John Campbell faces IADP on July 19

July 07, 2022
CAMPBELL
CAMPBELL

Jamaica and West Indies batsman John Campbell is set to return on July 19 for the continuation of a doping hearing, after the cricketer was brought before an Independent Anti Doping Panel (IADP) because of a rule violation.

The left-hander and his legal representative Mark-Paul Cowan, a representative from the West Indies Players Association, and the Jamaica Anti-Doping Commission's (JADCO) legal team was said to have met virtually at a preliminary hearing with the Kent Gammon-chaired IADP yesterday.

It is alleged that Campbell declined to submit to a drug test by a JADCO representative who visited his home in April.

If found guilty, Campbell could be banned for up to four years for "evading, refusing, or failing to submit to a sample collection."

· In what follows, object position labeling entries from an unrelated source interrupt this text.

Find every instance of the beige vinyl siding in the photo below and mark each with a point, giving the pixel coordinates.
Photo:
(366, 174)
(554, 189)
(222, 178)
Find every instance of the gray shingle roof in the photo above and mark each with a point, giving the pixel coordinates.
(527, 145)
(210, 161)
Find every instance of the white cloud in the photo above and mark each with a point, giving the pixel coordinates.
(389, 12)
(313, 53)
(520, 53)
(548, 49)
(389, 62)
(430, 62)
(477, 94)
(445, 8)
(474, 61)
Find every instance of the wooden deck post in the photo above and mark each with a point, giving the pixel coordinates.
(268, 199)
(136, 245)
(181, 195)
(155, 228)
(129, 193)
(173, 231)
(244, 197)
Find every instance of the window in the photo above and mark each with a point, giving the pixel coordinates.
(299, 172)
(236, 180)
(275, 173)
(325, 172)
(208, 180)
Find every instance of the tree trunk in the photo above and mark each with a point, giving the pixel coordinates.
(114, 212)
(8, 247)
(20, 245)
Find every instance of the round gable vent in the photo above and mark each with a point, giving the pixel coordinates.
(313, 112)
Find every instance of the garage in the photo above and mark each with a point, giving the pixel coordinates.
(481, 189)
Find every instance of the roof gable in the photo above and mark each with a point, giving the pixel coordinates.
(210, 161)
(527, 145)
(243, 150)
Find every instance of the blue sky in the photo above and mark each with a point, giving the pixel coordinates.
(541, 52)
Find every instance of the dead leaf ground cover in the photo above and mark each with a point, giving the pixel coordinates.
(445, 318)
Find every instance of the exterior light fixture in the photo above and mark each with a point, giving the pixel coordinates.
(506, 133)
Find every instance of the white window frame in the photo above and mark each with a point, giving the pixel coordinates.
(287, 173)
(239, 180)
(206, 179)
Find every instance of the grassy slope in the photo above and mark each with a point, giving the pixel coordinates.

STAR Sports understands that the legal teams have been instructed to submit witness statements by July 12.

The latest anti-doping development follows that of another Jamaican cricketer who was found guilty in 2017 when all-rounder Andre Russell was banned for one year from cricket for a whereabouts clause violation by the IADP in Kingston.

A three-member tribunal comprised of Hugh Faulkner, Dr Marjorie Vassell, and former national cricketer Dixeth Palmer found Russell guilty of being negligent in filing his whereabouts on three separate occasions within 12 months in 2015. That, under the World Anti-Doping Agency rules, amounted to a failed drug test.